The half of the earth where I live lies north of the equator. At this time of year, the skies here are gray and the days are short and chilly. A s long as we don’t have hurricanes, blizzards or sub-zero temperatures I’m mostly okay with all this--and I’m especially okay with it on the days when I have a bottle of Champagne to enjoy as the evening sky darkens. With that in mind, I urge you to pour yourself a glass of Champagne and test your knowledge about Champagne, the beverage, the region and the trivia. We won't mess around with the tiresome business of placing all the answwers to the ten questions upside-down at the bottom here. Rather, in view of the tough year that 2021 has been for almost everyone, we'll just work on the honor system. Just obscure the answers with your free hand and work your way down the list (and by "free hand," I mean the one that isn't holding your Champagne glass!).
1. The very best vineyards in the Champagne region are located
a. In the fertile river valleys
b. On the slopes of the hills
c. On the plains surrounding Reims and Epernay, the Champagne region’s two major cities.
2. What do the Champagne region and the white cliffs of Dover have in common?
Answer: The chalky subsoil of Champagne and England’s famous cliffs are both geologically part of an ocean bed that disappeared some 65 million years ago.
3. “Veuve” is the French word for “widow.” The name “Veuve Cliquot” refers to:
a. A close-knit group of 19th century widows who created colorful Champagne labels.
b. The 27-year old Nicole Barbe Clicquot who, after her husband died, took over his Champagne business.
c. Pierre Cliquot, who launched a new Champagne brand in 1922 and named it in honor of his widowed mother.
4. Who is alleged to have called out after sipping his first glass of Champagne “I have tasted the stars!”
a. Dom Perignon, a French monk
c. Robert Mondavi
5. Agglomerate cork—reassembled crumbs of cork used in combination with solid cork to stopper most Champagne and other sparkling wines--was developed by:
a. Jean-Louis Carbonnier, a winemaker in Reims
b. John Smith, an American businessman
c. Joseph Krug, a butcher’s son who founded Krug Champagne in 1843
Answer: b. John Smith
6. Since bubbles can’t rise spontaneously out of liquid, what causes the fizziness in a glass of sparkling wine?
Answer: The microscopic pits and scratches that occur naturally in glasses and bottles trap the carbon dioxide gas in sparkling wine, which then rises to the surface in the form of bubbles.
7. Hundreds of thousands of bottles of Champagne are stored in cool, dark limestone caves deep beneath the earth’s surface. These caves are mostly thanks to
a. The medieval monks, some dating back to the Roman occupation, who dug out miles and miles of vast subterranean caves under the lush landscape in Champagne
b. Erosion during the Ice Age
c. The ancient Romans who quarried the chalky hillsides to Champagne to construct their highways
8. Who is alleged to have brought Champagne’s first Chardonnay vines back from the Crusades? (Hint: his seal adorns the bottle of one of today’s eminent Champagne producers.)
a. Claude Moët
b. Thibaud IV
c. Georges Brassens
Answer: b. Thibaud IV (born around 1239), one of France’s most powerful rulers. His portrait is on the label of Taitinger’s Compte de Champagne Cuvée.

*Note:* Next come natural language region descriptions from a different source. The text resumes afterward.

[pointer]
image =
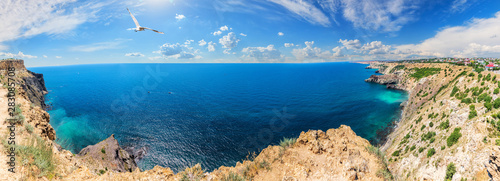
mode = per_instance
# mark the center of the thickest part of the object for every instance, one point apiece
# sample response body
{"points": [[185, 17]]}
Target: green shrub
{"points": [[472, 112], [428, 135], [444, 124], [424, 72], [287, 142], [36, 153], [496, 103], [233, 177], [419, 119], [454, 91], [453, 138], [430, 152], [395, 153], [488, 106], [467, 100], [450, 171], [29, 128]]}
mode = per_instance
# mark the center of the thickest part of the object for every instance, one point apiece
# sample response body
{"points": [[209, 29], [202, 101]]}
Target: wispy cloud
{"points": [[116, 44], [229, 41], [134, 54], [28, 18], [262, 54], [476, 38], [178, 51], [179, 17], [305, 10], [385, 16], [18, 55], [458, 6]]}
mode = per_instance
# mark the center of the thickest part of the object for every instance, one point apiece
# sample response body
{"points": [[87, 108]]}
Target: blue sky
{"points": [[65, 32]]}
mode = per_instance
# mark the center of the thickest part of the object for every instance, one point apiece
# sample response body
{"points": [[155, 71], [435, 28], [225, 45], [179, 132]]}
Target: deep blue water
{"points": [[213, 114]]}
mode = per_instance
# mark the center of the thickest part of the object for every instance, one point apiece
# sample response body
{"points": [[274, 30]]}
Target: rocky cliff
{"points": [[448, 128]]}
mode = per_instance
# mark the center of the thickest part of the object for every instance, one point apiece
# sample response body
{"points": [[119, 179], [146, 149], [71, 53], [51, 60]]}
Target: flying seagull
{"points": [[139, 27]]}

9. Who said “My only regret in life is that I didn’t drink enough Champagne”
a. Charles de Gaulle
b. John Maynard Keynes
c. Queen Marie-Antoinette
Answer: b, the English economist John Maynard Keynes
10. The cork and wire cage on a Champagne bottle are wrapped in foil which is known as
a. The “coiffe”
b. The “collier”
c The “sauvegarde”
Answer: a. The “coiffe” refers to the foil wrapping that covers both the cork and its wire cage (“muselet”).